For what it’s worth, I don’t think he was evil, or anyone’s puppet. I think he was a very particular kind of American – the kind shaped by a founding mythology that says sunlight is always the best disinfectant, that transparency is inherently democratizing, that if people just knew, things would be different. (Like me, until I lived in the UK for a while.)
That’s not stupidity. It’s formation. It’s what America teaches its people to believe.
It just doesn’t work at the level of transatlantic intelligence frameworks.
He could have gone through legitimate channels. Yeah, they might (okay, probably would) have buried it. He would probably have been promoted. Instead, he made a choice – not naive, not unconsidered, but catastrophically miscalibrated about second and third order consequences – that detonated the one framework that was, imperfectly, doing the work of constraining what came next.

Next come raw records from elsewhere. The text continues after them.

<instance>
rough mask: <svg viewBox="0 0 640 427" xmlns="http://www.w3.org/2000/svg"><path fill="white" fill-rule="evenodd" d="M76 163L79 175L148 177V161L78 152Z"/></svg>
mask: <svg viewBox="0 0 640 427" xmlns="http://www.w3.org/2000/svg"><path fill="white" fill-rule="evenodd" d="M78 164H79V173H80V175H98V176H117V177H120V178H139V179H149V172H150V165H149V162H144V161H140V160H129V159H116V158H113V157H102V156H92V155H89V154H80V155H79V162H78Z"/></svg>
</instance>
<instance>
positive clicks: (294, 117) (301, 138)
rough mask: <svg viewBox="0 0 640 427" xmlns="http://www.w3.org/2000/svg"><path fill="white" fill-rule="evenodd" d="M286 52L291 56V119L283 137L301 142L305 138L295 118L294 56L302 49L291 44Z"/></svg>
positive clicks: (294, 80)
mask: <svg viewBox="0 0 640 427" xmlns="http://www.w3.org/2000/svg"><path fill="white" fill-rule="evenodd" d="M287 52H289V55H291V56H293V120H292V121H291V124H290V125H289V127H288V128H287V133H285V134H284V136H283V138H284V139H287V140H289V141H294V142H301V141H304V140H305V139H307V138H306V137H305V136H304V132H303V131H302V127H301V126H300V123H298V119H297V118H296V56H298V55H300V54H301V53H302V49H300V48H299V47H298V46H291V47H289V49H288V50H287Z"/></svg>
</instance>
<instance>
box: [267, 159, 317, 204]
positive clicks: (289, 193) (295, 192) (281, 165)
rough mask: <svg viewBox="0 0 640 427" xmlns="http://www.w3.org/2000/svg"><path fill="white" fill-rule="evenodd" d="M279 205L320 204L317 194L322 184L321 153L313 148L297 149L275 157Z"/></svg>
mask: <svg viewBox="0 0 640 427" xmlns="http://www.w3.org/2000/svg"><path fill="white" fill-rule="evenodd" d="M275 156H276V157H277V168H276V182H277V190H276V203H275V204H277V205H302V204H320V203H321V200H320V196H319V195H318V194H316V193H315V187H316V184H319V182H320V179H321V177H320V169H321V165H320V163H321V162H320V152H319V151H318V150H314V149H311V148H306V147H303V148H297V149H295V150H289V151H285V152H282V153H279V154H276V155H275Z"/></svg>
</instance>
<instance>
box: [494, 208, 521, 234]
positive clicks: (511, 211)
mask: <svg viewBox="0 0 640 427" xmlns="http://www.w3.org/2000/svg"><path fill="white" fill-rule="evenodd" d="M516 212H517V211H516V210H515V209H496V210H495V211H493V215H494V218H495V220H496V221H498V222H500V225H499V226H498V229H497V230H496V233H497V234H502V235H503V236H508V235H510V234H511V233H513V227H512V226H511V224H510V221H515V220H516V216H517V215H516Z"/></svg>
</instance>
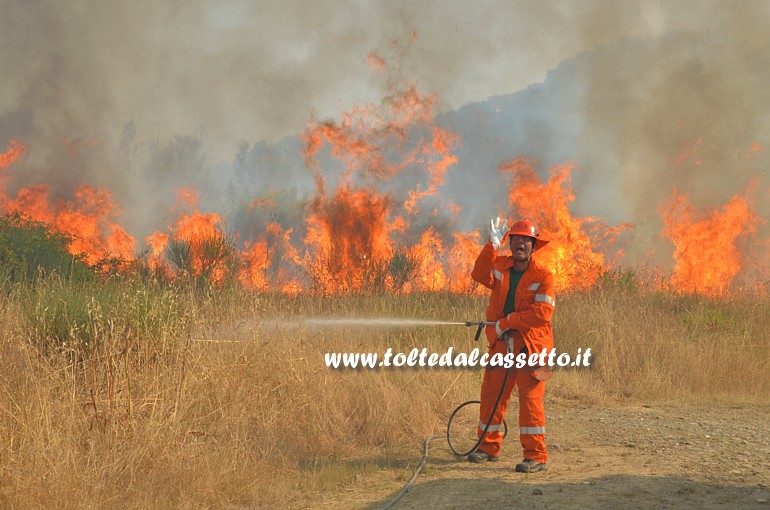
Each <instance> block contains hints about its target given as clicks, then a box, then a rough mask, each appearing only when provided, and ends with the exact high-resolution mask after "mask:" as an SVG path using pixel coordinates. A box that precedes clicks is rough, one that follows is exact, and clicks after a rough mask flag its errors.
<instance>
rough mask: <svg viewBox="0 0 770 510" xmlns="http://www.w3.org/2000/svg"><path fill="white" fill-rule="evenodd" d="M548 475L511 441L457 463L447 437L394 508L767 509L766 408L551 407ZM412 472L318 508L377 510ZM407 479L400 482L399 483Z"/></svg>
mask: <svg viewBox="0 0 770 510" xmlns="http://www.w3.org/2000/svg"><path fill="white" fill-rule="evenodd" d="M547 412H548V439H547V441H548V444H549V449H550V456H551V458H550V460H549V470H548V471H547V472H543V473H537V474H532V475H525V474H520V473H515V472H514V471H513V468H514V465H515V464H516V463H517V462H519V460H520V458H519V457H520V450H519V445H518V438H517V437H513V436H512V437H511V438H509V439H507V440H506V443H505V447H504V450H503V457H502V459H501V460H500V461H499V462H496V463H489V464H482V465H475V464H470V463H468V462H465V461H462V460H458V459H456V458H454V457H453V456H452V455H451V453H450V452H449V449H448V448H447V445H446V442H445V440H444V439H436V440H434V441H432V443H431V449H430V455H429V461H428V464H426V466H425V468H424V469H423V472H422V473H421V474H420V476H419V477H418V478H417V480H416V481H415V483H414V484H413V485H412V486H411V488H410V490H409V492H407V493H406V494H405V495H404V496H403V497H402V498H401V499H400V500H399V501H398V502H397V503H396V504H395V505H394V506H393V508H394V509H422V508H525V509H528V510H532V509H537V508H591V509H594V508H596V509H601V508H608V509H610V508H612V509H615V508H660V509H662V508H694V509H699V510H702V509H707V508H730V509H744V508H759V509H769V510H770V409H768V408H763V409H753V408H750V407H737V406H736V407H720V408H713V407H712V408H704V407H686V408H680V407H673V406H634V407H614V408H586V407H583V408H581V407H578V406H576V405H567V404H553V403H551V404H550V405H549V406H548V408H547ZM421 454H422V450H421V449H418V448H417V447H416V448H415V451H414V461H413V462H412V463H411V466H410V467H409V468H405V469H402V470H399V471H398V472H394V471H382V472H380V473H375V474H372V475H368V476H366V477H364V478H363V479H359V480H358V481H357V482H356V483H355V484H354V485H352V486H350V487H347V488H346V489H345V490H344V491H343V492H342V493H339V494H333V495H332V494H329V495H328V498H327V499H326V500H325V501H324V502H323V503H322V504H321V505H318V504H317V503H316V504H314V505H313V506H314V507H315V508H319V507H321V508H365V509H377V508H382V507H383V506H384V505H386V504H387V503H388V502H389V501H390V500H391V498H392V497H393V496H394V495H395V494H396V493H397V492H398V491H399V490H400V489H401V487H403V485H404V483H405V482H406V480H407V479H408V478H409V476H411V470H413V469H414V467H416V465H417V462H419V459H420V456H421ZM405 475H406V476H405Z"/></svg>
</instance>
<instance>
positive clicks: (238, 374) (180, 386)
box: [0, 282, 770, 508]
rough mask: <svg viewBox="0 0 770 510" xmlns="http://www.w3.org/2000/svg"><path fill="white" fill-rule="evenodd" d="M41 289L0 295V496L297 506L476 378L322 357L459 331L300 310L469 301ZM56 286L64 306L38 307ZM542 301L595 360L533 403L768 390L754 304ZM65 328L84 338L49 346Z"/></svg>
mask: <svg viewBox="0 0 770 510" xmlns="http://www.w3.org/2000/svg"><path fill="white" fill-rule="evenodd" d="M610 283H611V282H610ZM47 285H48V286H47V287H46V286H45V285H42V286H40V287H39V289H37V290H34V291H30V292H31V293H24V292H21V291H14V292H11V293H8V294H6V295H5V296H4V297H3V298H2V299H1V300H0V320H2V321H3V324H4V328H2V330H1V331H0V365H1V366H0V395H2V397H0V459H1V460H0V507H3V508H5V507H7V508H75V507H86V508H89V507H90V508H170V507H171V508H178V507H181V508H210V507H215V508H221V507H236V508H239V507H246V508H252V507H260V508H262V507H268V508H269V507H277V508H278V507H280V508H285V507H297V506H303V505H305V506H312V502H313V500H314V498H315V497H316V495H317V494H319V493H320V491H322V490H324V489H328V488H330V487H332V488H339V487H340V486H342V485H344V484H346V483H349V482H351V481H352V480H354V478H355V475H356V473H358V472H360V471H362V470H376V469H379V468H380V467H382V466H386V465H390V466H400V467H402V468H404V469H408V465H407V464H405V463H406V462H409V461H411V462H416V461H417V460H418V459H417V457H418V454H417V452H419V449H420V444H421V442H422V440H423V438H424V437H425V436H427V435H428V434H431V433H442V432H443V430H444V427H445V423H446V419H447V417H448V414H449V413H450V412H451V411H452V409H453V408H454V407H455V406H456V405H457V404H458V403H460V402H462V401H464V400H468V399H472V398H475V397H476V396H477V394H478V391H479V381H480V378H481V372H480V371H479V370H459V369H409V368H403V369H395V368H391V369H379V370H362V369H359V370H333V369H329V368H326V366H325V364H324V358H323V356H324V353H326V352H329V351H340V352H342V351H345V352H367V351H373V352H378V353H383V352H384V351H385V350H386V349H387V348H388V347H392V348H393V349H394V350H395V351H399V350H400V351H403V352H408V351H409V350H411V348H413V347H417V348H419V349H421V348H423V347H426V348H428V350H430V351H436V352H444V351H445V350H446V348H447V347H449V346H453V347H454V349H455V351H464V352H468V351H470V350H471V349H472V348H473V347H475V346H476V345H475V344H474V343H473V340H472V332H471V331H468V330H467V329H466V328H464V327H458V326H451V327H449V326H447V327H438V328H427V327H426V328H390V329H386V328H356V329H351V328H315V329H314V328H310V327H308V326H306V325H303V324H302V323H301V322H299V321H298V320H297V319H302V318H307V317H318V316H325V317H329V316H346V317H404V318H421V319H439V320H457V321H463V320H468V319H476V320H478V319H481V318H482V317H483V312H484V308H485V306H486V299H485V298H484V297H473V296H455V295H442V294H414V295H408V296H394V295H372V296H346V297H337V298H325V299H322V298H314V297H309V296H297V297H289V296H281V295H259V294H253V293H248V292H246V291H243V290H241V289H236V288H226V289H219V290H215V289H205V288H200V287H199V286H190V287H185V286H179V287H153V286H148V285H147V284H141V283H139V282H120V283H116V284H115V285H114V286H113V287H110V288H101V289H95V288H94V287H93V286H92V285H93V284H82V285H80V286H79V287H78V286H69V287H67V288H63V287H60V286H57V284H56V283H55V282H49V283H48V284H47ZM78 293H80V294H79V295H78ZM91 297H94V301H93V302H92V301H91V299H90V298H91ZM56 299H63V300H65V302H66V303H65V304H66V306H59V308H58V309H57V310H58V312H56V313H58V314H59V315H58V316H56V317H52V316H51V315H50V314H49V312H50V310H51V308H50V305H46V304H47V303H49V304H50V303H52V302H53V301H55V300H56ZM67 303H68V304H67ZM78 303H85V304H86V306H85V308H83V307H81V306H80V305H78ZM60 305H61V303H60ZM46 306H49V308H48V311H46ZM68 306H72V308H68ZM557 306H558V308H557V312H556V315H555V317H554V327H555V334H556V342H557V346H558V347H559V349H560V350H563V351H566V352H570V353H574V352H576V351H577V348H578V347H581V348H583V349H585V348H587V347H591V349H592V352H593V365H592V367H591V368H589V369H579V370H578V369H565V370H560V371H558V372H557V375H556V376H555V377H554V379H553V380H552V383H549V384H550V388H549V391H548V392H547V397H548V398H549V399H562V400H564V401H575V402H576V403H578V404H580V405H585V404H600V403H606V402H615V401H624V400H633V401H656V402H658V401H698V402H712V401H718V402H727V401H741V402H753V403H762V404H767V402H768V395H770V391H768V390H770V368H769V367H768V363H767V361H766V360H767V359H769V358H770V340H768V333H767V331H768V326H770V324H768V321H770V309H769V308H770V304H768V301H767V300H762V299H737V298H734V299H729V300H723V301H714V300H709V299H704V298H698V297H682V296H673V295H670V294H666V293H662V292H659V291H653V290H649V289H644V288H642V286H618V285H614V284H609V283H606V282H605V284H604V285H603V286H601V287H599V288H596V289H593V290H592V291H590V292H586V293H582V294H575V295H567V296H559V298H558V302H557ZM81 309H82V310H85V312H84V313H74V312H73V310H81ZM44 311H45V313H43V312H44ZM54 320H58V321H59V322H57V324H58V325H59V326H57V327H56V328H53V329H51V328H48V329H46V328H44V327H42V325H45V324H46V321H54ZM41 324H42V325H41ZM65 326H66V327H65ZM68 328H69V329H68ZM54 330H55V331H57V332H58V333H57V335H59V336H55V335H54V336H51V335H50V331H54ZM41 332H46V333H45V335H49V336H47V337H46V338H41V337H40V335H41V334H43V333H41ZM83 332H88V334H87V335H86V336H85V337H84V336H83ZM68 334H70V335H71V338H70V340H72V341H74V340H75V339H76V338H80V339H81V340H80V341H82V339H83V338H87V339H88V342H87V345H86V346H85V347H84V348H80V349H74V348H73V349H68V348H60V349H54V348H53V345H54V344H52V342H54V341H55V340H56V341H59V342H61V341H62V338H60V336H61V335H64V336H66V335H68ZM65 341H66V340H65ZM482 341H483V340H482ZM481 347H483V346H481Z"/></svg>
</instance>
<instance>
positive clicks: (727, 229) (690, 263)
mask: <svg viewBox="0 0 770 510" xmlns="http://www.w3.org/2000/svg"><path fill="white" fill-rule="evenodd" d="M755 188H756V183H753V184H751V185H750V186H749V188H748V189H747V190H746V191H745V192H744V193H742V194H738V195H736V196H734V197H733V198H731V199H730V200H729V201H728V202H727V203H726V204H724V206H722V208H721V210H716V209H711V210H708V211H706V212H703V213H698V212H697V211H695V209H694V208H693V206H692V204H691V203H690V201H689V199H688V198H687V196H686V195H684V194H682V193H681V192H680V191H679V190H678V189H675V190H674V192H673V193H672V194H671V196H670V197H669V198H668V199H667V200H666V201H665V202H664V204H663V205H662V207H661V208H660V212H661V214H662V215H663V219H664V221H665V228H664V229H663V232H662V234H661V236H665V237H668V238H669V239H671V241H672V242H673V243H674V245H675V246H676V248H675V251H674V260H675V267H674V272H673V274H672V276H671V281H670V284H671V285H672V286H673V288H674V289H676V290H678V291H680V292H692V293H699V294H705V295H708V296H715V297H719V296H723V295H724V294H725V293H726V292H727V291H728V289H729V288H730V284H731V282H732V281H733V279H734V278H735V276H736V275H737V274H738V273H739V272H740V271H741V268H742V264H743V261H742V258H743V255H742V252H741V250H739V249H738V246H737V241H738V239H739V238H742V237H746V236H748V235H750V234H752V233H754V232H755V231H756V229H757V225H758V224H759V223H760V222H761V221H762V219H761V218H759V217H758V216H757V215H756V214H755V213H754V211H753V205H752V203H751V201H750V200H749V195H750V193H751V191H752V190H753V189H755Z"/></svg>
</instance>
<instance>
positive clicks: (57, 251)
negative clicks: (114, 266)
mask: <svg viewBox="0 0 770 510" xmlns="http://www.w3.org/2000/svg"><path fill="white" fill-rule="evenodd" d="M71 243H72V238H71V236H68V235H66V234H62V233H61V232H57V231H55V230H54V229H53V228H52V227H51V226H50V225H46V224H45V223H41V222H38V221H34V220H31V219H29V218H27V217H24V216H22V215H20V214H18V213H9V214H6V215H4V216H2V217H1V218H0V271H2V276H3V278H4V279H5V281H6V282H7V283H19V282H34V281H36V280H37V278H38V277H39V275H40V274H52V273H55V274H58V275H60V276H62V277H65V278H72V279H76V280H83V279H86V278H88V277H90V276H92V275H93V270H92V269H91V268H90V267H89V265H88V264H87V263H86V261H85V258H84V257H83V256H82V255H73V254H71V253H70V251H69V249H70V245H71Z"/></svg>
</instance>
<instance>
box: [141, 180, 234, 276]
mask: <svg viewBox="0 0 770 510" xmlns="http://www.w3.org/2000/svg"><path fill="white" fill-rule="evenodd" d="M176 193H177V201H176V204H175V206H174V207H172V208H171V211H172V212H173V211H176V213H177V218H176V222H175V225H174V226H173V227H169V228H170V230H171V233H170V234H165V233H163V232H159V231H155V232H154V233H153V234H152V235H150V236H149V237H147V238H146V239H145V241H146V242H147V244H148V245H149V246H150V247H151V248H152V254H151V256H150V265H151V266H152V267H153V268H162V269H163V270H164V271H166V272H167V273H169V274H170V273H172V271H171V270H170V268H169V267H168V265H167V264H166V261H165V260H164V258H165V259H170V260H171V263H172V264H173V265H175V266H176V270H177V271H176V273H177V274H179V273H183V274H187V275H188V276H190V277H193V278H199V277H204V278H209V279H210V280H211V281H212V282H214V283H218V284H221V283H222V282H223V281H224V280H225V278H226V277H227V276H229V275H231V274H233V273H234V271H235V268H234V267H233V265H234V263H235V259H236V258H237V256H236V254H235V252H234V249H233V245H232V244H231V240H230V239H229V237H228V236H227V233H226V232H225V228H224V221H223V220H222V218H221V217H220V216H219V215H218V214H217V213H207V214H203V213H201V212H200V211H199V210H198V203H199V198H198V192H197V191H196V190H194V189H192V188H179V189H178V190H176Z"/></svg>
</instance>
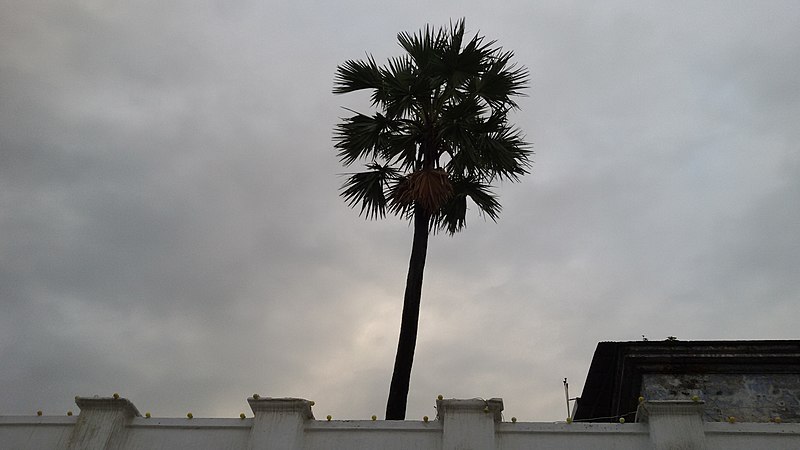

Now we all know what was left unsaid. Look at what it cost.
Snowden didn’t cause the oligarchy. But he gave the world a white elephant at a critical moment – and the oligarchy was the only party that could afford the upkeep.
The procurement regulation published in Brussels this week is what that looks like twelve years later.
A longer version – one with questions about who benefits from Western institutional collapse and what certain events have in common with the assassination of Archduke Ferdinand – is probably coming. I’m still just thinking out loud.